The admission, made at a House oversight hearing examining immigrant vetting in the wake of major terror attacks, drew a sharp rebuke from the committee chairman.
“You don’t have a clue do you?” Rep. Jason Chaffetz, R-Utah, told Michele Thoren Bond, assistant secretary for the Bureau of Consular Affairs.
Bond initially said the U.S. has revoked more than 122,000 visas since 2001, including 9,500 because of the threat of terrorism.
But Chaffetz quickly pried at that stat, pressing the witness about the present location of those individuals.
"I don't know," she said.
The startling admission came as members of the committee pressed administration officials on what safeguards are in place to reduce the risk from would-be extremists.
At issue is how closely the U.S. government examines the background of people seeking entry to the country, including reviews of their social media postings.
Leon Rodriguez, director of U.S. Citizenship and Immigration Services, told committee members that such checks aren't being done in an abundant manner, and he was not specific about when or how it would occur.
Lawmakers are trying to ascertain which safeguards are in place to ensure that extremists are not exploiting a variety of legal paths to travel to the United States.

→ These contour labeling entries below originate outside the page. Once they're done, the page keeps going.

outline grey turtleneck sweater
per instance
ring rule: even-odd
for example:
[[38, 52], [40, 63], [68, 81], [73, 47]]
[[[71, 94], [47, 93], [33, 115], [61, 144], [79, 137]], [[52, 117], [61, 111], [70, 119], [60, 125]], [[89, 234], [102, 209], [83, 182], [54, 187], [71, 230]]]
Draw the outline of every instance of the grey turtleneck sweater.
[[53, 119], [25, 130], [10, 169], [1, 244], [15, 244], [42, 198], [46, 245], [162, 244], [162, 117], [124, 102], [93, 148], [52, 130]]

One of the San Bernardino, Calif., shooters came to the U.S. on a K-1 fiancee visa last year despite the fact that the FBI believed she was already radicalized.
Tashfeen Malik came to the U.S. on a K-1 fiance visa in July 2014 and passed multiple background checks and at least two in-person interviews, one in Pakistan and another after she married Syed Farook. FBI Director James Comey has said Malik and Farook communicated privately online about jihad and martyrdom before they married.
Lawmakers at times angrily pressed officials on why even public social media wouldn't routinely be looked at for vetting those trying to enter the country.
"If half the employers are doing it in the United States of America, if colleges are doing it for students, why wouldn't Homeland Security do it?" said Rep. Stephen Lynch, D-Mass. "We don't even look at their public stuff, that's what kills me."